As you can see from the pictures, the head cheese itself is quite unusual to look at, having the appearance of a brick wall built by an amateur builder or some sort, who used jelly instead of cement.
Pacha
This terrifying abomination of a meal heralds from Iraq and consists of you eating boiled sheep’s head. That’s pretty much it. Oh, also, you might get some trotters and stomach thrown in there if you’ve been good.The ingredients are all boiled slowly so that a sort of broth (read: distilled liquid nightmare) forms around the head, and whatever other body parts are being boiled. It is then seasoned to taste (most likely with the screams of children) and served with some bread soaking in the broth itself. If the stomach is being served as well, then that would most likely be filled with rice and lamb before being sewn shut to keep all that stomach-flavored goodness inside.
Perhaps the worst part of the dish is that once you get over the oddness of eating a boiled sheep’s head, all you’re really doing is eating sheep meat, until the terror reveals itself with each consecutive mouthful of boiled head meat. Piece by piece and scrap of flesh by scrap of flesh, you will slowly reveal the rictus grin of the sheep skull beneath. Depending on whether or not you opt to have the eyeballs removed or left in, by the time you finish your pacha, you’ll be left with a skull on a plate, its empty eye-sockets a hollow mockery of their former selves.
Papaitan
A true nightmare of a dish, papaitan is from the Philippines and mainly consists of animal offal (tripe, liver, intestines, pancreas, kidney, heart…Anything, really) being mashed into a stew.However, that’s not all, folks, as it’s then flavored with garlic, ginger, onion, salt, pepper and maybe some other, less disgusting-sounding ingredients. But perhaps the real coup de grace is that the stew is also flavored with bile (yes, BILE, the stuff that you can bring up when you vomit) to give it its characteristic bitterness (the word for bitter being “pait”, where the dish gets its name), but also imparting a sweetish aftertaste, allegedly.
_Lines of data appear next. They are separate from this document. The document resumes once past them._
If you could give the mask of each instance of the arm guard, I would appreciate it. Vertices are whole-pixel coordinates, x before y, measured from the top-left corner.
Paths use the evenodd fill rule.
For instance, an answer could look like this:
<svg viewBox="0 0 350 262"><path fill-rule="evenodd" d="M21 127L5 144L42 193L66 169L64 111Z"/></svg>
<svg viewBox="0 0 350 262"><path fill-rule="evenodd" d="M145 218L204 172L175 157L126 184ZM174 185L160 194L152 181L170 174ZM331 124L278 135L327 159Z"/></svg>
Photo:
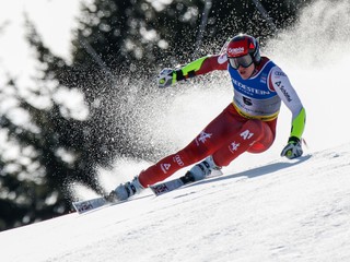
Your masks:
<svg viewBox="0 0 350 262"><path fill-rule="evenodd" d="M292 120L292 130L290 138L298 138L299 140L302 138L306 121L306 112L305 109L299 112L299 115Z"/></svg>
<svg viewBox="0 0 350 262"><path fill-rule="evenodd" d="M199 58L190 63L187 63L186 66L184 66L180 69L176 70L176 74L174 74L173 78L173 83L174 81L182 81L182 80L186 80L188 78L194 78L196 76L196 72L199 71L205 62L205 60L208 58L209 56Z"/></svg>

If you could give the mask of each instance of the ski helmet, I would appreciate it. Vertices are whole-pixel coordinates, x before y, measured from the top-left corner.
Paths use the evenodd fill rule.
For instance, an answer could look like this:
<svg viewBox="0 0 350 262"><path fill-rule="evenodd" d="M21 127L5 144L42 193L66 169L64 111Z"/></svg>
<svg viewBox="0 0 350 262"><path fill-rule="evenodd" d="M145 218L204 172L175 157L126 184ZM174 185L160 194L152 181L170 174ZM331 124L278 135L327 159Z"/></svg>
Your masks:
<svg viewBox="0 0 350 262"><path fill-rule="evenodd" d="M245 68L250 66L252 62L254 62L255 64L258 64L261 60L258 41L253 36L249 36L246 34L236 35L229 41L228 48L226 48L226 55L229 59L243 58L244 56L249 55L252 59L246 59L246 63L241 64ZM244 61L244 59L241 59L241 60ZM250 61L249 64L248 64L249 62L248 60ZM231 66L233 64L231 63ZM240 64L235 64L235 66L237 68ZM235 67L233 66L233 68Z"/></svg>

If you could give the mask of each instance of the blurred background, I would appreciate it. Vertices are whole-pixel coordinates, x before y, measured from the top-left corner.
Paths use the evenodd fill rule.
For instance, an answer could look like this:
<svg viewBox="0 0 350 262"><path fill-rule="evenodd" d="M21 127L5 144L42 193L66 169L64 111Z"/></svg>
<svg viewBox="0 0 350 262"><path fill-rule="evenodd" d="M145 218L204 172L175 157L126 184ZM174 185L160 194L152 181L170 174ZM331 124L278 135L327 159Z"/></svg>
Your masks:
<svg viewBox="0 0 350 262"><path fill-rule="evenodd" d="M285 32L312 3L8 2L0 4L0 230L70 213L74 186L108 192L116 184L105 187L101 172L118 176L116 159L131 158L142 168L179 150L230 103L232 87L219 73L202 78L201 84L194 80L188 96L189 86L182 84L160 91L160 70L218 53L238 33L258 37L261 49L273 53L281 48L278 38L290 36ZM215 93L208 93L211 84ZM228 87L222 91L221 84ZM182 108L190 111L199 104L194 99L210 105L217 96L225 99L198 129L198 119L183 119ZM179 128L194 124L189 133ZM124 163L117 172L128 166Z"/></svg>

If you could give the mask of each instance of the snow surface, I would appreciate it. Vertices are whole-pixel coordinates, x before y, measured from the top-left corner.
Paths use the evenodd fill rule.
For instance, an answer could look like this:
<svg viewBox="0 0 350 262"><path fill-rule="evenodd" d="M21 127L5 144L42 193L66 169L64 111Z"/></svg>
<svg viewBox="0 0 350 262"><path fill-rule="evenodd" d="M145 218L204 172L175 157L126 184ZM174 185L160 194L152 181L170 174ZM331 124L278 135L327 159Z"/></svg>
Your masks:
<svg viewBox="0 0 350 262"><path fill-rule="evenodd" d="M2 231L0 261L350 261L349 5L315 1L301 12L300 24L265 49L306 108L303 157L279 157L290 132L284 108L273 146L241 156L224 176ZM160 93L150 102L150 119L142 116L144 141L165 141L170 151L186 145L232 98L226 76L215 81L187 82L191 88L164 108L156 105L171 91ZM114 170L101 170L101 183L113 189L149 164L116 159ZM94 196L77 192L79 199Z"/></svg>
<svg viewBox="0 0 350 262"><path fill-rule="evenodd" d="M350 144L0 234L1 261L350 261Z"/></svg>

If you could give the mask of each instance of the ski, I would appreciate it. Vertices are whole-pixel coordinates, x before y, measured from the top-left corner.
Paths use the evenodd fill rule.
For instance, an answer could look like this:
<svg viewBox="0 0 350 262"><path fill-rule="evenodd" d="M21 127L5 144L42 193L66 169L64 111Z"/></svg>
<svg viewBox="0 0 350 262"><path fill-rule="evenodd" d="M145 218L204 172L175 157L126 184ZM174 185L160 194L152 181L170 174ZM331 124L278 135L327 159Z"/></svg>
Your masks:
<svg viewBox="0 0 350 262"><path fill-rule="evenodd" d="M220 170L218 170L215 172L212 172L210 176L206 177L205 179L219 177L221 175L222 175L222 172ZM179 178L175 178L170 181L165 181L165 182L150 186L150 189L153 191L155 196L159 196L161 194L174 191L180 187L184 187L184 186L186 186L188 183L192 183L192 182L197 182L197 181L194 179L192 175L188 171L185 174L185 176L182 176Z"/></svg>
<svg viewBox="0 0 350 262"><path fill-rule="evenodd" d="M72 205L79 214L83 214L113 203L115 202L108 201L106 196L100 196L91 200L77 201L73 202Z"/></svg>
Papaitan is traditionally made with goat offal and bile, but can also be made with ox or beef offal as well, depending on the particular tastes of whoever is brave enough to eat this arcane concoction of animal bits and juices. It’s mainly served during festive occasions and due to its highly-seasoned nature, goes well with various beers and gins, accompanied by some rice.Because of the content and its stew-like nature, papaitan can also serve as a great source of warmth and energy. So remember next time when you’re a bit cold and worn down, you can perk yourself up again with a sumptuous onion-y stew made from animal guts and vomit constituent.
Bat Paste
First, net a bunch of flying mouse, fruit, or fox bats in a remote village. Drop live into a pot of boiling water or milk. Roast to desired doneness. Chop and make into paste with Thai herbs and spices.Or when you have an abundance of fruit bats, try this optional Fruit Bat Soup recipe. Bats are part of the native cuisine in Thailand, parts of China, Guam and more, but they are considered notorious disease carriers. You might want to consider dropping them to the bottom of your culinary To-Try list.